The group known variously as ISIL (Islamic State in Iraq and the Levant), ISIS (Islamic State in Iraq and Syria) or simply Islamic State is, originally, an offshoot of Al-Qaeda in Iraq. But while it shares a similar ideological outlook, ISIL has adopted a different strategy from its predecessor. What distinguishes the new armed group is its capture and occupation of swaths of territory, stretching from the outskirts of Aleppo, Syria’s largest city, eastward beyond Tikrit, Saddam Hussein’s war-torn hometown in Iraq.
ISIL has established what it calls a caliphate, with the northeastern Syrian city of Raqqa as its capital, and has imposed its harsh interpretation of Islamic law on areas under its control.
Whereas Al-Qaeda prioritized transnational attacks against the United States and its allies to galvanize support, ISIL’s leaders believe they can create a center of gravity for like-minded elements worldwide by building and defending a working quasi-state on the ground.
Although the population of areas under ISIL control is predominantly Sunni Arab, sprinkled throughout are minority groups that have lived for thousands of years in the Fertile Crescent.
Human rights groups have accused ISIL of ethnic cleansing and committing war crimes, such as public executions and recruiting child soldiers.
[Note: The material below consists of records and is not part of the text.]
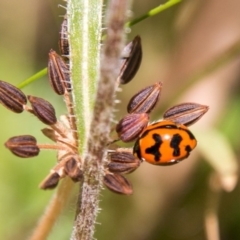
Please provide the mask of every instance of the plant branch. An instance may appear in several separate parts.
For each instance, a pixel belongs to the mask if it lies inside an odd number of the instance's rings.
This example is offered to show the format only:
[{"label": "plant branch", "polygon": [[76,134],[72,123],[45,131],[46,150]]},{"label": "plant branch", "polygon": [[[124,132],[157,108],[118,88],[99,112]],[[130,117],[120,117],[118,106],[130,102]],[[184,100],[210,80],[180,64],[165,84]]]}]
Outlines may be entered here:
[{"label": "plant branch", "polygon": [[143,20],[146,19],[146,18],[153,17],[153,16],[159,14],[160,12],[162,12],[162,11],[164,11],[164,10],[166,10],[166,9],[168,9],[168,8],[170,8],[170,7],[178,4],[178,3],[180,3],[181,1],[182,1],[182,0],[169,0],[168,2],[166,2],[166,3],[164,3],[164,4],[161,4],[161,5],[159,5],[158,7],[155,7],[155,8],[153,8],[153,9],[151,9],[149,12],[147,12],[147,13],[144,14],[144,15],[142,15],[141,17],[136,18],[136,19],[128,22],[128,23],[126,24],[126,26],[127,26],[127,27],[131,27],[131,26],[133,26],[133,25],[135,25],[135,24],[143,21]]},{"label": "plant branch", "polygon": [[116,79],[124,43],[124,23],[127,0],[113,0],[107,11],[107,34],[101,57],[100,79],[94,112],[84,154],[84,182],[79,196],[79,206],[72,239],[92,239],[99,211],[99,193],[104,175],[104,157],[109,141]]}]

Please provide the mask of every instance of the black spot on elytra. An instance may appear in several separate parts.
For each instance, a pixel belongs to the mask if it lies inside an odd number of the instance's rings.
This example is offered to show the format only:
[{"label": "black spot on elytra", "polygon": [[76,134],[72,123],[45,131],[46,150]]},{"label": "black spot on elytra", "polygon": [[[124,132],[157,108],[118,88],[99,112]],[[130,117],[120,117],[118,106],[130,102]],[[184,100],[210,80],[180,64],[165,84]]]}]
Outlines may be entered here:
[{"label": "black spot on elytra", "polygon": [[133,154],[136,153],[139,159],[142,159],[141,156],[141,149],[139,146],[139,139],[136,141],[134,147],[133,147]]},{"label": "black spot on elytra", "polygon": [[159,149],[162,144],[162,138],[159,134],[156,134],[156,133],[152,135],[152,138],[155,141],[155,143],[153,146],[146,148],[145,152],[148,154],[152,154],[154,156],[154,160],[156,162],[159,162],[161,158],[161,153]]},{"label": "black spot on elytra", "polygon": [[186,150],[187,154],[189,155],[189,153],[192,151],[192,148],[189,145],[187,145],[185,147],[185,150]]},{"label": "black spot on elytra", "polygon": [[181,135],[179,135],[178,133],[173,135],[172,140],[170,142],[170,147],[173,148],[174,157],[178,157],[181,154],[179,148],[181,141],[182,141]]}]

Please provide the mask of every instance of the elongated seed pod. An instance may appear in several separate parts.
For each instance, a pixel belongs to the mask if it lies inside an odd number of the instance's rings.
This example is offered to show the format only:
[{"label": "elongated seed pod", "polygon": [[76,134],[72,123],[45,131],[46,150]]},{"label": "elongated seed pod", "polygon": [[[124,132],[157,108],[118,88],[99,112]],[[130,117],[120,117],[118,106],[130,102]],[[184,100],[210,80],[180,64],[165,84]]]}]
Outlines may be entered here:
[{"label": "elongated seed pod", "polygon": [[59,180],[60,175],[57,172],[51,173],[43,180],[39,187],[44,190],[53,189],[58,185]]},{"label": "elongated seed pod", "polygon": [[150,113],[158,102],[161,89],[162,83],[157,82],[135,94],[128,103],[128,113]]},{"label": "elongated seed pod", "polygon": [[35,157],[39,154],[37,140],[31,135],[21,135],[9,138],[5,146],[16,156],[22,158]]},{"label": "elongated seed pod", "polygon": [[209,107],[198,103],[181,103],[169,108],[163,118],[178,124],[190,126],[197,122],[207,111]]},{"label": "elongated seed pod", "polygon": [[63,95],[65,90],[71,92],[69,67],[54,50],[49,52],[48,79],[58,95]]},{"label": "elongated seed pod", "polygon": [[118,137],[123,142],[135,140],[148,125],[149,116],[147,113],[131,113],[122,118],[116,125]]},{"label": "elongated seed pod", "polygon": [[118,79],[121,84],[129,83],[137,73],[142,61],[142,44],[141,38],[136,36],[123,49],[123,60],[121,61],[121,69]]},{"label": "elongated seed pod", "polygon": [[27,98],[20,89],[0,80],[0,103],[15,113],[21,113]]},{"label": "elongated seed pod", "polygon": [[68,22],[67,15],[64,16],[59,32],[59,49],[63,56],[69,55],[69,41],[68,41]]},{"label": "elongated seed pod", "polygon": [[28,96],[28,100],[32,105],[34,115],[43,123],[53,125],[57,122],[55,109],[48,101],[43,98]]}]

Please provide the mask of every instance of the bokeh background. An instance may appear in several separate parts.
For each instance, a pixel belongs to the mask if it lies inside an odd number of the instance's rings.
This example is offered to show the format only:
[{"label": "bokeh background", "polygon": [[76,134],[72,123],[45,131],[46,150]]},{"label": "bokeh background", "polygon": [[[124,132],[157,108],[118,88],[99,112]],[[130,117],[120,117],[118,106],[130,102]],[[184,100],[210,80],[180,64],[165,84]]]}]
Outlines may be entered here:
[{"label": "bokeh background", "polygon": [[[164,1],[135,1],[136,18]],[[0,79],[19,84],[47,65],[49,50],[58,49],[62,1],[0,1]],[[128,41],[140,35],[143,61],[135,79],[123,86],[116,119],[126,114],[133,94],[163,82],[160,119],[174,104],[197,102],[209,112],[191,127],[198,147],[171,167],[143,163],[127,176],[134,194],[104,190],[95,237],[100,240],[237,240],[240,239],[240,1],[185,0],[133,26]],[[47,77],[25,87],[66,113],[63,99],[50,89]],[[54,191],[38,189],[55,165],[56,153],[13,156],[4,142],[32,134],[41,143],[44,127],[33,116],[0,107],[0,238],[27,239]],[[131,146],[131,145],[130,145]],[[69,239],[78,186],[57,221],[50,240]]]}]

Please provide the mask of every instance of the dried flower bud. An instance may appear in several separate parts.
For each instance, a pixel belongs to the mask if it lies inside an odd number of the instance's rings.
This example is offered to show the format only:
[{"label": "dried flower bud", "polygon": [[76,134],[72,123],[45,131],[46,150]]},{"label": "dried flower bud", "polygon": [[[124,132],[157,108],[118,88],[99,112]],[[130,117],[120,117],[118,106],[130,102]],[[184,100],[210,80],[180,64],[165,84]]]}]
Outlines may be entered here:
[{"label": "dried flower bud", "polygon": [[142,61],[142,45],[139,36],[136,36],[123,49],[122,56],[123,60],[121,62],[119,79],[121,84],[126,84],[134,78]]},{"label": "dried flower bud", "polygon": [[114,173],[131,173],[135,171],[141,163],[132,153],[124,151],[110,152],[109,158],[111,162],[108,164],[108,170]]},{"label": "dried flower bud", "polygon": [[190,126],[198,121],[208,109],[208,106],[198,103],[182,103],[169,108],[163,114],[163,118],[178,124]]},{"label": "dried flower bud", "polygon": [[55,135],[55,131],[53,129],[50,128],[43,128],[41,129],[42,133],[44,134],[44,136],[46,136],[47,138],[51,139],[52,141],[56,142],[56,135]]},{"label": "dried flower bud", "polygon": [[58,185],[60,175],[57,172],[49,174],[40,184],[41,189],[53,189]]},{"label": "dried flower bud", "polygon": [[131,113],[122,118],[116,126],[116,132],[123,142],[131,142],[148,125],[147,113]]},{"label": "dried flower bud", "polygon": [[52,89],[58,94],[63,95],[65,89],[71,91],[69,68],[55,51],[50,50],[48,60],[48,78]]},{"label": "dried flower bud", "polygon": [[158,102],[161,89],[162,83],[157,82],[135,94],[127,106],[128,113],[150,113]]},{"label": "dried flower bud", "polygon": [[69,55],[69,42],[68,42],[68,22],[67,16],[64,16],[63,22],[61,24],[61,29],[59,33],[59,49],[63,56]]},{"label": "dried flower bud", "polygon": [[130,195],[133,192],[130,182],[120,174],[107,173],[103,182],[109,190],[115,193]]},{"label": "dried flower bud", "polygon": [[57,122],[55,109],[52,104],[42,98],[34,96],[28,96],[28,100],[31,103],[34,115],[40,121],[47,125],[53,125]]},{"label": "dried flower bud", "polygon": [[74,158],[70,158],[65,166],[65,173],[74,181],[79,182],[83,178],[83,172],[79,168],[77,161]]},{"label": "dried flower bud", "polygon": [[136,160],[131,152],[124,150],[109,152],[108,156],[111,162],[133,163]]},{"label": "dried flower bud", "polygon": [[22,158],[35,157],[39,154],[37,140],[31,135],[9,138],[5,146],[16,156]]},{"label": "dried flower bud", "polygon": [[20,89],[0,80],[0,103],[15,113],[21,113],[27,98]]}]

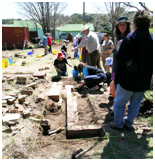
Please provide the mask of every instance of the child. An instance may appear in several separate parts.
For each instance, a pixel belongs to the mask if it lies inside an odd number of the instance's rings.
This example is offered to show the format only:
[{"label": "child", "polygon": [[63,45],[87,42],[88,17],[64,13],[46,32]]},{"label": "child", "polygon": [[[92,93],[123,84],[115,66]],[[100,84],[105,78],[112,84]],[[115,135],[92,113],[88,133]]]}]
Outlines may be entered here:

Although the group has beheaded hundreds of local captives, the grisly videotaped execution of American journalists James Foley and Steven Sotloff and British aid worker David Haines attracted global attention. And the group still holds more than a dozen hostages.
Over the summer, ISIL made major gains in Iraq, seizing its second biggest city, Mosul, and threatened to overrun parts of the Kurdish regional government.
The failure of the Shia-led government of then–Prime Minister Nouri al-Maliki to incorporate Sunni interests was widely viewed by analysts as a key factor enabling ISIL’s gains. The U.S. hopes that replacing Maliki with the ostensibly more inclusive Haider al-Abadi — with the blessing of both Washington and Tehran — will convince more Sunni Iraqis to fight the group.
ISIL also made rapid gains in Syria late in the summer, attempting to break the grip of other rebel groups around Aleppo, which could deal a massive blow to the fight against Syrian President Bashar al-Assad.
The CIA estimates that ISIL is comprised of more than 30,000 fighters, of whom about half are foreign, including at least 2,000 who hold Western passports. The group’s success on the battlefield is believed to have significantly boosted international recruitment.
ISIL’s leader, Abu Bakr al-Baghdadi, is a veteran of the Sunni insurgency against U.S. troops in Iraq, and most of the senior military leaders are reportedly Iraqis who met in prison during the U.S. occupation. Many of its officers are veterans of Saddam Hussein’s Baath Party. Jordanians, Saudis, Tunisians and Chechens are well represented in the group's ranks, and its highly effective social media arm helps give the movement global reach.
Many governments are now trying to stop their nationals from joining the fight. But even if foreign arrivals have slowed, many aggrieved Sunnis across the region — especially in poor, rural areas — have heeded ISIL’s call.
ISIL’s ascent is partly a product of the group’s ability to fund itself through proceeds from captured oil fields, which generate up to $2 million from 50,000 barrels per day, while weapons, supplies and recruits pass easily across the border with Turkey.
Thomas Sanderson at the Center for Strategic and International Studies said financing sources include “refining, shipment, trade, granaries and sales of government equipment.” He added that revenue also comes from “kidnap for ransom, theft of antiquities, extortion from truckers and taxation of [6 million] local people.”
The CIA estimates that ISIL fields more than 30,000 fighters, of whom about half are foreign, including at least 2,000 who hold Western passports.
With a $2 billion war chest, the group pays fighters $400 per month — twice what other similar groups offer. ISIL is considered powerful and self-sufficient, hardly vulnerable to sanctions.
The downside of the substantial infrastructure and heavy weaponry captured by ISIL: the group is a more visible target for U.S. airpower than Al-Qaeda ever was.
And ISIL has many enemies in the region. In Syria, they include Assad’s regime, as well the various rebel formations grouped under such umbrellas as the Free Syrian Army, the Islamic Front and even Jabhat al-Nusra, the Syrian branch of Al-Qaeda.
The group’s emergence has benefited Assad because of ISIL efforts to defeat his enemies, and has deepened Western doubts about helping to topple Assad.
While ISIL may be isolated by neighboring governments, it has grown in a vacuum. U.S. officials have repeatedly insisted that the campaign against ISIL will be a protracted one, with no end in sight.